A second wave of Covid-19 infections in China’s capital is threatening to depress the nation’s appetite for American oil just after a pick-up in purchases. Signs of weakening demand from the world’s largest oil consumer are now starting to weigh on export prices for American crude, according to industry participants. West Texas Intermediate oil for supply in August along the U.S. Gulf Coast is now trading at about 80 to 90 cents a barrel above Nymex futures, down from a nearly $1.15-a-barrel premium last week, they said.

Before the renewed outbreak in Beijing that has now spread to neighboring provinces, buyers in China were snapping up cheap U.S. oil with crude processing at local refineries climbing even higher last month than before the pandemic began.
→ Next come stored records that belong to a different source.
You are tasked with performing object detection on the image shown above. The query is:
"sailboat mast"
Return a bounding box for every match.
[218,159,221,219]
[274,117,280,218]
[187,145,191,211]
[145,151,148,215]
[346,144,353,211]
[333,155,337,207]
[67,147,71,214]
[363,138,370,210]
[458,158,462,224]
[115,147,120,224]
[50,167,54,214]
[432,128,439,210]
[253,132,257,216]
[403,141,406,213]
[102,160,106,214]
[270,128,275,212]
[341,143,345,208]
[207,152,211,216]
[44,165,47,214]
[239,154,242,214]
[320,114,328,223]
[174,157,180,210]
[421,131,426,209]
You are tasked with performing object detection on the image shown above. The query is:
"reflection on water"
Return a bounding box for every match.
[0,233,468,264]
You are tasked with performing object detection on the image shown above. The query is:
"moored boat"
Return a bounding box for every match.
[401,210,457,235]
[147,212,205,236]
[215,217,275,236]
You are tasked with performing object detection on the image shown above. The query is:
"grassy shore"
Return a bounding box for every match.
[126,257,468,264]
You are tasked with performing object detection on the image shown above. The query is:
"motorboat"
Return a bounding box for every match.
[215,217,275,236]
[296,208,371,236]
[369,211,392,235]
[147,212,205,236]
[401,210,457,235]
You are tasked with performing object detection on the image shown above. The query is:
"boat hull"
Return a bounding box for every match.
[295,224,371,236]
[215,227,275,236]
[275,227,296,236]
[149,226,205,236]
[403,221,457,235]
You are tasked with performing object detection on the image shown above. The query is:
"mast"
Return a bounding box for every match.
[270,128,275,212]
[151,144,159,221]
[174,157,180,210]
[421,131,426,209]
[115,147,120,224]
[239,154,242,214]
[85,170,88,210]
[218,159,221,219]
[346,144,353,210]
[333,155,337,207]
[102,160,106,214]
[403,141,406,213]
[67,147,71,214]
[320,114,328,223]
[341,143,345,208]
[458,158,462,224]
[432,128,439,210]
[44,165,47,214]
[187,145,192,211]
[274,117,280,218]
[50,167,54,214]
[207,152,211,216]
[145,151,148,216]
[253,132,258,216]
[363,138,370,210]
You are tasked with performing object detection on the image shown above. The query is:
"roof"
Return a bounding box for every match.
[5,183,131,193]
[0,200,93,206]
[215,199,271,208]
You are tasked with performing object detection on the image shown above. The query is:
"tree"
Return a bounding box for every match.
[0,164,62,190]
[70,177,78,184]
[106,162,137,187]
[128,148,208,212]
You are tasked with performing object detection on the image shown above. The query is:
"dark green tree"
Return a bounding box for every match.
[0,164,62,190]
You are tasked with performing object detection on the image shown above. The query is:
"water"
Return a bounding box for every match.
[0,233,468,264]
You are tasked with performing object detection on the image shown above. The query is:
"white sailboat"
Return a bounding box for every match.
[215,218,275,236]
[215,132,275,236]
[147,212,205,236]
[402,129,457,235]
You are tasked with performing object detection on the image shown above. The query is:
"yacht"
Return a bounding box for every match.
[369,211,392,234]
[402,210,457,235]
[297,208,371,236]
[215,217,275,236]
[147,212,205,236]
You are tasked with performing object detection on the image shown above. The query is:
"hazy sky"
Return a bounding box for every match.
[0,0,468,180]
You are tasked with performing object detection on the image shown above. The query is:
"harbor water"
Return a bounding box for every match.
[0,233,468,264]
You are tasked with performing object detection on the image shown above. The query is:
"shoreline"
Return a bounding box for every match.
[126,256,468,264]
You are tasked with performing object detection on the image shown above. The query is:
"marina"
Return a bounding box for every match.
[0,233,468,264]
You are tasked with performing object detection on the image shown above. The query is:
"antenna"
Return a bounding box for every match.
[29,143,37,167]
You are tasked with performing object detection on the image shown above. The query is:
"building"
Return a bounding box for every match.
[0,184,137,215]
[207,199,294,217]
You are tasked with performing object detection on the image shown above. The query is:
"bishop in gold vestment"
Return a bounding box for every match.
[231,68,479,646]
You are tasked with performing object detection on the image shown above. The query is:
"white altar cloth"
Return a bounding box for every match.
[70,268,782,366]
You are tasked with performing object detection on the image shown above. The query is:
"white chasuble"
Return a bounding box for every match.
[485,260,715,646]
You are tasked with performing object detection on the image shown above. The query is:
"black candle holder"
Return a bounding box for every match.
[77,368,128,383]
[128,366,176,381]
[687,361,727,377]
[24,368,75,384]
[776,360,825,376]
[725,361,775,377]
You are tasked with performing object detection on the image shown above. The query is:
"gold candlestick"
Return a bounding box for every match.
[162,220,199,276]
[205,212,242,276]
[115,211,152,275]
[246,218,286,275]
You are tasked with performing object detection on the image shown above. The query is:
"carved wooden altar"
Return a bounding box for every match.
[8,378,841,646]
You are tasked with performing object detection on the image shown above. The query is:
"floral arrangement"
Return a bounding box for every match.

But shipments may take a hit over the next few months after record purchases in May crushed port infrastructure, another signal of limited interest in U.S. crude and weaker pricing to come.

China Slowing

Hit by Covid-19, Asian nation had slowed its U.S oil intake until May

Source: Census Bureau; May and June preliminary MTD data from Bloomberg ship tracking

Note: May and June volumes mainly from U.S. Gulf, could include some Canadian crude flows

Purchases of about 23 million barrels of American crude oil for loading in May were sent to domestic refineries and only 12 million barrels are en route to China this month, data compiled by Bloomberg show.